So, You Want to Be Like Christ? Eight Essentials to Get You There.
Charles R. Swindoll
ISBN 0-8499-1731-X
I have been reading Charles Swindoll for 30 years now and he never disappoints me. As he writes in his introduction: “So, you want to be like Christ? Me, too. But that kind of godliness won’t happen by hanging around a church or thinking lofty thoughts three or four times a day or learning a few verses of Scripture. It will take more–much more. Disciplining ourselves will require the same kind of focused thinking and living that our Master modeled during His brief life on earth.”
Rev. Swindoll defines the eight essentials we need to practice as:
- Intimacy: Deepening Ours Lives
- Simplicity: Uncluttering Our Minds
- Silence and Solitude: Slowing Our Pace
- Surrender: Releasing Our Grip
- Prayer: Calling Out
- Humility: Bowing Low
- Self-Control: Holding Back
- Sacrifice: Giving Over
As he states: “Notice that the first four disciplines have to do with getting rid of something, creating room in your life. The next four contribute vitality and authenticity to your spiritual life….Of course there are many other disciplines we could consider. And we could credibly argue for a shorter or longer list. I don’t claim to have the definitive path to intimacy with the Almighty. But I can say that after forty years of ministry, having prescribed these to others and having applied them to my own life, these eight disciplines fall into the category of essentials. Cultivate these disciplines, and your relationship with the Lord will flourish. More significantly, these will become paths that will lead you to becoming more like Christ.”
He has included several poems and/or quotations that are old and familiar to me.
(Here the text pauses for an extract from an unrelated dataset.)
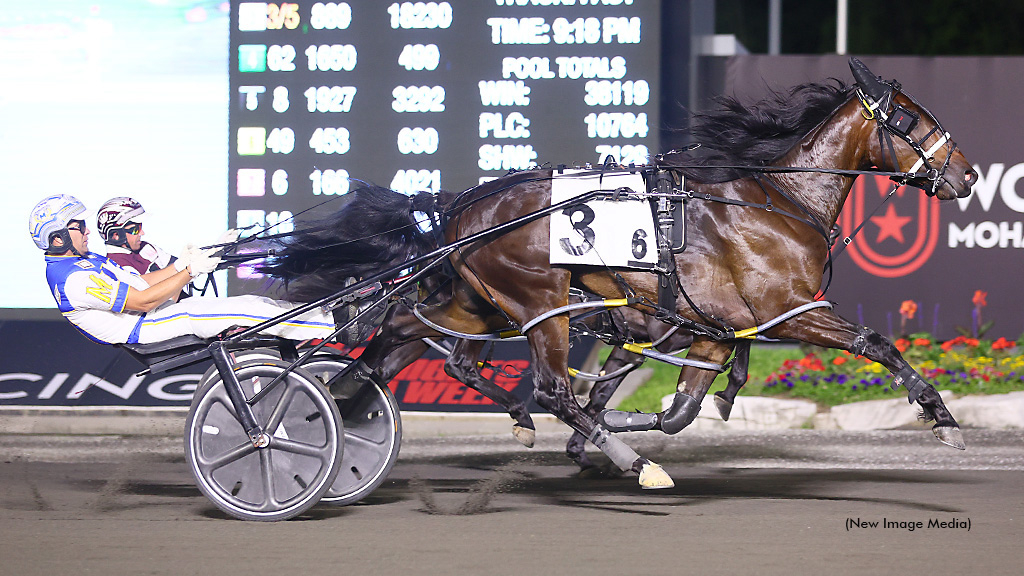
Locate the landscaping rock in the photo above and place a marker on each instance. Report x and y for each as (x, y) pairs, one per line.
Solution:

For Simplicity: Uncluttering Our Minds:
“One ship drives east and another drives west
With the selfsame winds that blow.
Tis the set of the sails
And not the gales
Which tells us the way to go.
Like the winds of the sea are the ways of fate,
As we voyage along through life:
“Tis the set of a soul
That decides its goal.
And not the calm or the strife.” Ella Wheeler Wilcox
For Silence and Solitude: Slowing Our Pace
“May not the inadequacy of much of our spiritual experience be traced back to our habit of skipping through the corridors of the Kingdom like children in the market place, chattering about everything, but pausing to learn the value of nothing.” A.W. Tozer
For Surrender: Releasing Our Grip
“When grace changes the heart, submission out of fear changes to submission out of love, and true humility is born” William Hendriksen
From Sacrifice Giving Over:
In this chapter, Rev. Swindoll writes a very personal account of his coming to the Lord while he was miserable in the Marine Corps in 1958. He read a book his brother had given him that night of 5 missionaries who had died while spreading the Word to the Aucas tribe. One of the missionaries’s wife, Jim Elliott, wrote the book, Through Gates of Splendor, after Jim’s death. The quotation for this chapter on sacrifice is from Jim Elliott: “He is no fool who gives what he cannot keep to gain what he cannot lose.”
The sacrifices suggested are: to become a living, breathing sacrifice–personal sacrifice, relational sacrifice, and financial sacrifice.